- Directed by: Calvin Jackson Padget
- Screenplay by: George Finley
- Story by: Calvin Jackson Padget; George Finley;
- Starring: Montgomery Wood; Evelyn Stewart; Peter Cross;
- Cinematography: Tony Dry
- Edited by: Rosemary Ware
- Music by: Gianni Ferrio
- Production companies: Dorica Film; Explorer Film '58; Fono Roma; Films Concordia; Films Corona;
- Distributed by: Euro Films International
- Release date: 1965;
- Countries: Italy; France;
- Language: Italian
- Box office: $2.2 million (Italy)

= Blood for a Silver Dollar =

1965 film by Giorgio Ferroni

Blood for a Silver Dollar (Un dollaro bucato) is a 1965 spaghetti Western film directed by Calvin Jackson Padget, written by George Finley and Padget, and starring Montgomery Wood and Evelyn Stewart.

==Plot synopsis==
Gary O'Hara, a Confederate Lieutenant, returns from the war, to fight one at home. Prior to his release from the Prisoner of War camp his pistol has its barrel sawn off, as well as his brother Phil's gun and all the pistols from Lieutenants of the South. He arrives at his house and finds his wife living in poverty. He promises to reunite with her after three months and travels to Yellowstone to make a living. There, he meets the wealthy landowner and banker McCoy, who hires Gary and asks him to arrest a new gangster in town named "Black Jack", who has supposedly wrought havoc in the community.

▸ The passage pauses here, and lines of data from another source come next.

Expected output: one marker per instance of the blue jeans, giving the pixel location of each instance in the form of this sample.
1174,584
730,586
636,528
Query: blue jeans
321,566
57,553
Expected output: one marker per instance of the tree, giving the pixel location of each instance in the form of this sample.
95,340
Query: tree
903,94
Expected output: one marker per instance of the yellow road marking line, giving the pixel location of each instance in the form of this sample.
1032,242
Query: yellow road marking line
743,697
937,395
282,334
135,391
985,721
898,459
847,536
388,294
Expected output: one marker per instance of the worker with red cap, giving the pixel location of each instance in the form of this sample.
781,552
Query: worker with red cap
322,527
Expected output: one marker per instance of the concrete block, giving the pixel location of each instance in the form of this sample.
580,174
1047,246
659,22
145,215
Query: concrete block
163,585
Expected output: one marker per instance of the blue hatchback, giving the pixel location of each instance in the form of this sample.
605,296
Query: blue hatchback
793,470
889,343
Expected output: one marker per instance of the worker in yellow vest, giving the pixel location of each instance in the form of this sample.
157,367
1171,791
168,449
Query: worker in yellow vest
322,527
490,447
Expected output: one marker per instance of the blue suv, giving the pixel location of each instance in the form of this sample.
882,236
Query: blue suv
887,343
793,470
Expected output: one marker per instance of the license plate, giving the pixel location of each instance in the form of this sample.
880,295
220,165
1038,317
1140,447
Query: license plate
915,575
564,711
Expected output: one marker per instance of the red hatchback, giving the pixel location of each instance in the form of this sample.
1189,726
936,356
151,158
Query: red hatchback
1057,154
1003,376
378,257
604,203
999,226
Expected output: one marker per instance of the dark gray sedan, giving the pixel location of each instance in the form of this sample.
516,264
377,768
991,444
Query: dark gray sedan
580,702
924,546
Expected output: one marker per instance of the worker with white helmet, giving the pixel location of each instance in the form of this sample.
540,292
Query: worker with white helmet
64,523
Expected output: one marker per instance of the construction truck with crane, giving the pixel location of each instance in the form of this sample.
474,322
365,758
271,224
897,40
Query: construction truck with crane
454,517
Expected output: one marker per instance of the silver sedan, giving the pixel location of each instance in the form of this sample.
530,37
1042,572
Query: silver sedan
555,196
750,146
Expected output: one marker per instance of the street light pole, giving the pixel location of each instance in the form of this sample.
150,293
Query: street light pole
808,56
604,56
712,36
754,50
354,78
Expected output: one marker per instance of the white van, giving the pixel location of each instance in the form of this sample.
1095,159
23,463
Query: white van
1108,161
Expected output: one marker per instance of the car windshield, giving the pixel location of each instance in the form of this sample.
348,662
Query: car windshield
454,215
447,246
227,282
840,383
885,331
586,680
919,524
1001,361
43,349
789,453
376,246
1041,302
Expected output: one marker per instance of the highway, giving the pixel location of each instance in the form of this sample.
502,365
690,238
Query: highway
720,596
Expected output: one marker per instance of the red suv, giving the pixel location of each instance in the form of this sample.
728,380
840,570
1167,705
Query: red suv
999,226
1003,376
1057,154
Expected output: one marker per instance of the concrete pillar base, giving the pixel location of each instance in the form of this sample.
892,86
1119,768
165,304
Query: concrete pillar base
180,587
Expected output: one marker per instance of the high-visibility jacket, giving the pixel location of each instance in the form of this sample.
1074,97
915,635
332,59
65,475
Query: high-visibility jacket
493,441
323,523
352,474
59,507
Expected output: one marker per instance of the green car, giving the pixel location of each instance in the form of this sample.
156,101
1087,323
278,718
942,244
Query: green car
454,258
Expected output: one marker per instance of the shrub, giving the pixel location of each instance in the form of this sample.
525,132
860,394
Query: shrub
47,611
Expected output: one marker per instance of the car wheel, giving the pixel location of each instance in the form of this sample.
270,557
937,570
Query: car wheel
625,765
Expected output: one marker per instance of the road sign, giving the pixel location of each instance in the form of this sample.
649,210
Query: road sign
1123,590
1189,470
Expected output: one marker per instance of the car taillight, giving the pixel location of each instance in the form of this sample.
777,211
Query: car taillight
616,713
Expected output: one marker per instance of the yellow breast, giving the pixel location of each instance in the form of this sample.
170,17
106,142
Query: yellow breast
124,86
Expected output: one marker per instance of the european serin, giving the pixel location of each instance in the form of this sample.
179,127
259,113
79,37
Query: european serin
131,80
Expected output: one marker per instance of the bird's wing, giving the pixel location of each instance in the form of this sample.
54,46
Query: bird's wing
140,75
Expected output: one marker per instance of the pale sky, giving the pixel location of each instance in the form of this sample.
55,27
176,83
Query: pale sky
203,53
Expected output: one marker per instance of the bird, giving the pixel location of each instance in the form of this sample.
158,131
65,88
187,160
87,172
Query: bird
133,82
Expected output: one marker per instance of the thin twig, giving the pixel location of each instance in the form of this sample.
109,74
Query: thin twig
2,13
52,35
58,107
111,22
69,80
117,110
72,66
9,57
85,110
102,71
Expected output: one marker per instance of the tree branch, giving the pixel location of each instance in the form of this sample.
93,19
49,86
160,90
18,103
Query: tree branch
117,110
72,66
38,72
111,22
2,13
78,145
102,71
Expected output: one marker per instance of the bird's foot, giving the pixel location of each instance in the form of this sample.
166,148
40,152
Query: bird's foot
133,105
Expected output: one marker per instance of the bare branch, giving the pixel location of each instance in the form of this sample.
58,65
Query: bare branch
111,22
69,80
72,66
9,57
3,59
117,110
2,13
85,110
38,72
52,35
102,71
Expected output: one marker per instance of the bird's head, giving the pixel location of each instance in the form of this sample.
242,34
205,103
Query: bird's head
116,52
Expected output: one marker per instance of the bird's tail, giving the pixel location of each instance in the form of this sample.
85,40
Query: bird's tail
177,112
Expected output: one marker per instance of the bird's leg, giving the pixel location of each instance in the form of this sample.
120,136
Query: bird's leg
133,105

Gary agrees to kill Black Jack, but it is revealed too late that the outlaw is actually his brother Phil, who also recognizes his brother Gary just a second later after shooting him. McCoy and his men kill Phil and order a Mexican farmer and his wife to bury him and Gary. Soon after, the Mexicans discover that Gary has miraculously survived being shot, since the bullet was stopped by a silver dollar coin Gary always carries in his left pocket. The Mexican couple takes Gary away to safety, and everyone in Yellowstone believes he has died.

After hiding away for some time, Gary returns to the lands near Yellowstone and saves a group of farmers who are being harassed into selling their lands to McCoy. Thus he finds out that his brother Phil was actually protecting and helping the defenseless farmers against McCoy's men's raids and violence. Gary sets himself up for revenge against his former employer, and works with the local sheriff and the farmers' leader to stop McCoy's men from stealing a shipment of gold belonging to the farmers to be used by them to pay off a loan to the bank owned by McCoy. Nevertheless, events take a turn when Gary realizes that the sheriff, as well as McCoy, are in fact former criminals wanted by the law and are only masquerading as respectable men. Things get even more complicated when O'Hara's wife comes into town looking for her husband.

==Cast==

Scene from Blood for a Silver Dollar.

- Montgomery Wood - Gary O'Hara
- Evelyn Stewart - Judy O'Hara
- Peter Cross - McCory/Max Cory/McCoy/Aloysius MacKenzie
- Tor Altmayer - Peter
- Max Dean - Brad
- Frank Farrel - Sheriff George Anderson
- Andrew Scott - Slim
- Nicholas Saint John - Phil O'Hara/Black Jack/Black Eye
- John MacDouglas - Donaldson

==Release==
Blood for a Silver Dollar was first released in 1965. Upon release in the United States, nearly all of the cast members and production team had their names changed for the English audience.

==Reception==
It was the second highest-grossing Italian film in Italy for the year, behind For A Few Dollars More, with a gross of $2,225,000.